Cuanta ausencia de poder utilizar la palabra hemos tenido.
Que te digan qué tenés que pensar y decir,
son pesadillas que no hay que volver a repetir.
Construyamos la libertad de palabra
en un país en democracia,
para utilizar la fuerza de esta;
así se levanta un pueblo con memoria
donde no se olvida el sueño de aquellos
que lucharon por un país con poder de palabra
de decisión, de libertad, de lucha por sus creencias.
Por eso, en la unión, debemos encontrar,
la dignidad de una nación que no esta vencida,
aunque nadie nos devolverá a los caídos,
que se enfrentaron a los asesinos que hoy gozan de este mismo sol.
Si todos juntos podemos entender el poder de la palabra;
entenderemos que hacer justicia, no es solo una frase.
A todos los que se cruzan con la ignorancia,
a su destino le dan el sentido de lo que no quieren escuchar.
Utilicemos la palabra para impedir que tanto horror e injusticia se repita.
No tardemos en reconocer que la historia puede volver a ser la misma,
no tardemos en reconocer que nos pueden engañar otra vez,
no tardemos en conseguir la paz, en todo el sentido que se le quiera dar,
la paz de este pueblo, así tal vez otros la quieran imitar.
Dejemos atrás la violencia para expresarnos,
si no hagámoslo con la palabra, con ella y su poder.
Palabra en el diccionario significa: facultad de hablar, hagámoslo
hablemos, expresémonos, pronunciémonos, demos a conocer nuestras ideas
para poder ayudar a construir un país libre y con memoria
así podremos todos sacarle las rejas a los sueños que alguna vez nacieron
pero quedaron olvidados o tal vez ignorado o tal vez destruidos.

Flavia Lucía Montanaro

 



En noviembre de 2004, se llevó a cabo en Rosario el III Congreso Internacional de Lengua Española.

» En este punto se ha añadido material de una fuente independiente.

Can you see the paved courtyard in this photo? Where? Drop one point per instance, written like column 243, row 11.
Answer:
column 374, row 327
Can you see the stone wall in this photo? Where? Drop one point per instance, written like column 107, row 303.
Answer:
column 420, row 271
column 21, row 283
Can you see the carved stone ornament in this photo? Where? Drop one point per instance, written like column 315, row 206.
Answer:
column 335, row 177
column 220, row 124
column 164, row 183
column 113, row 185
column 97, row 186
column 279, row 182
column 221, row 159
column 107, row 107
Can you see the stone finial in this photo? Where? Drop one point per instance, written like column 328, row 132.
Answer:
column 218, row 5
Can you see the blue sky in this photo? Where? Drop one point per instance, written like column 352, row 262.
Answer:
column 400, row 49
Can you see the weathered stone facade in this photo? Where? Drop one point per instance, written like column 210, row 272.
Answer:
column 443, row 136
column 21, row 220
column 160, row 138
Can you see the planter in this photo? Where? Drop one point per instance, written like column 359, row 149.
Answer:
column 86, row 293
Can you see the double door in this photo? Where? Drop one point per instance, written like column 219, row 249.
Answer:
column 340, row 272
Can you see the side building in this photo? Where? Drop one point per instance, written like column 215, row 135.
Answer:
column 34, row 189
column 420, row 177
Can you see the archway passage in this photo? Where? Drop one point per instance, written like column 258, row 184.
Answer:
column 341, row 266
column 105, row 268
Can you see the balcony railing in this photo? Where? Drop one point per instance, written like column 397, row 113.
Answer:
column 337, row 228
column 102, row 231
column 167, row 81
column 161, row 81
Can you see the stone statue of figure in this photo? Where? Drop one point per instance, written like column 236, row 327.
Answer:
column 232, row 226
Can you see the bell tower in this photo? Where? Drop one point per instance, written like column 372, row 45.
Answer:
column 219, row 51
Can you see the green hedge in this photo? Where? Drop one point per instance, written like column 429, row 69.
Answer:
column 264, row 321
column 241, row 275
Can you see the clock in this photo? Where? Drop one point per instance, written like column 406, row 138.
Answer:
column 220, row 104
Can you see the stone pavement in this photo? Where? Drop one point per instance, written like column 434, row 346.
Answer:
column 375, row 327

A Flavia, una jovencita de 14 años, le pidieron en la escuela que escribiera un poema sobre “la palabra”. Vaya uno a saber por qué, Flavia imaginó que la palabra debe servir para construir esa memoria necesaria para que podamos pensar en un futuro. “Esta poesía la hice para que nunca se olvide a esas personas que hubiesen cambiado el país”, dice Flavia emocionada cuando le contamos que su escrito iba a ser publicado.